Awalnya ia pikir Nia akan menjambak rambutnya dengan sangat keras. Tapi saat ia memilih untuk diam, menerima tanpa memberi reaksi atau jawaban yang diinginkan ibunya, tangan Nia meluncur, mendorong tubuh Mary hingga membentur dinding dan buruknya, kening kepalanya terluka karena hal itu.
Untung saja benturan itu tidak terlalu keras tapi cukup menyakitkan untuk membuat bagian keningnya memar. Jika tidak segera dikompres dengan benar, ia tahu besok pagi bekasnya akan tampak jelas, dan akan ada banyak mata yang melihatnya. Satu, dua kali, ia bisa beralasan. Tapi kalau terlalu sering?
Orang-orang pasti akan mulai curiga.
Mary menarik napas pelan. Dalam hati, ia masih berusaha percaya:
Ibuku pasti akan berubah.
Amarahnya akan berhenti jika aku terus di sampingnya.
Ibu pasti akan sadar bahwa dengan aku selalu di sisinya, itu artinya aku sangat menyayanginya.
Ia menatap langit-langit kamarnya, kosong dan saat itu juga rasa rindu menyusup pelan. Rindu akan rumah kecilnya dulu. Rindu pada ayah. Rindu pada kehidupan yang terasa lebih hangat dan aman. Kantong es yang dingin sedikit mengalihkan sakit di dahinya, tapi tidak dengan rasa rindu di hatinya.

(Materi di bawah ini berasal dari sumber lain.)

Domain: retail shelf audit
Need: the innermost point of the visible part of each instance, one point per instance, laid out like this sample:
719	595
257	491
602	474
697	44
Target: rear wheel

Lalu suara itu datang lagi. Suara sang ayah saat ia membuat keputusan untuk datang ke rumah ini.
“Ibumu punya penyakit sejak kecil. Dia tidak bisa mengelola emosinya terutama amarahnya.”
Sekarang, setelah melihat sendiri bagaimana Nia meledak tanpa kendali, Mary mulai benar-benar memahami penolakan kuat ayahnya waktu itu. Ia mengingat jelas pertengkaran hebat saat itu, pertengkaran pertamanya dengan sang ayah.

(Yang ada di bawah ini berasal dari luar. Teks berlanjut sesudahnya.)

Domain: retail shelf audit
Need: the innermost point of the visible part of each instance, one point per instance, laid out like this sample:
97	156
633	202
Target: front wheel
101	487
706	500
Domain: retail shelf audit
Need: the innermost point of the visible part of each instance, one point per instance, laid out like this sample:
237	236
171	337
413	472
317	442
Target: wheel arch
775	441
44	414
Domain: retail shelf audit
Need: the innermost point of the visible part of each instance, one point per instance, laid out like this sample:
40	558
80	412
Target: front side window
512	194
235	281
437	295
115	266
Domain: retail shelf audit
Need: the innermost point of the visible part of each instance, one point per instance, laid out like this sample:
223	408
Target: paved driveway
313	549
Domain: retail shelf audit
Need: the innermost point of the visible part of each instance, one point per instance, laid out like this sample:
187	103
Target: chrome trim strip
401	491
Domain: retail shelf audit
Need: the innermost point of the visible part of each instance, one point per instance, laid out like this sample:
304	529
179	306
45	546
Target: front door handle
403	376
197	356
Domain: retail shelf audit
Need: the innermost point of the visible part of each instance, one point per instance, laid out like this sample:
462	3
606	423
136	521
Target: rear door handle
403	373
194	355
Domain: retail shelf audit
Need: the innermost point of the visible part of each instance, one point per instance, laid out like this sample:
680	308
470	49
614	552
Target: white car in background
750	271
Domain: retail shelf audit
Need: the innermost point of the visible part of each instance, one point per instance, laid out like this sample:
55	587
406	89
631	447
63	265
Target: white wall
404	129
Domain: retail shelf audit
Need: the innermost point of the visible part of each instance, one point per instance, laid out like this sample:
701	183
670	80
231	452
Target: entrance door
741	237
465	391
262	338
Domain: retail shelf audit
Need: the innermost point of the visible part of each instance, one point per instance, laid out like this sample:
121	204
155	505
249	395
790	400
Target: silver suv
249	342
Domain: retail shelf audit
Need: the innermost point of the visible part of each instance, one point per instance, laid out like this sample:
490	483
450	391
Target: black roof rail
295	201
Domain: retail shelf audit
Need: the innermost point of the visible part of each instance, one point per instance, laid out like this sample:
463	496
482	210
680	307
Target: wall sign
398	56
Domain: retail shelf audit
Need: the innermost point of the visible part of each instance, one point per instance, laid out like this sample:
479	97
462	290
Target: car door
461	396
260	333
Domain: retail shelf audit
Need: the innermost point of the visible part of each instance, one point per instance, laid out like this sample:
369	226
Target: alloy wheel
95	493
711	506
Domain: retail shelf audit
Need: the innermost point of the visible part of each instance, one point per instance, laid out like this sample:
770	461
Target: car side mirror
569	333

Sebelumnya jika ia berselisih paham, ayahnya akan mengalah. Tapi saat itu, tidak. Pria itu berdiri teguh, mencoba menjelaskan dengan suara bergetar karena cemas.
“Dengar, Mary. Ayah sama sekali tidak berniat menjelekkan ibumu. Ayah tahu kenyataan bahwa Nia adalah ibu kandungmu, tidak akan berubah. Tapi harus kamu tahu … dia punya masalah dalam mengelola emosi. Bukan masalah kecil, tapi masalah besar. Ayah bilang ini karena Ayah takut sesuatu akan terjadi padamu kalau kamu tinggal bersamanya.”
Mary ingat, bagaimana pria itu menatapnya dengan memohon–meminta anak gadisnya untuk membatalkan niat untuk tinggal bersama dengan Nia. Tapi saat itu, tekadnya sudah bulat. Ia tak tega melihat ibu kandungnya hidup seorang diri. Ia pikir … mungkin, kehadirannya bisa menyembuhkan luka-luka di hati ibunya.
Tapi .. ternyata tidak semudah itu.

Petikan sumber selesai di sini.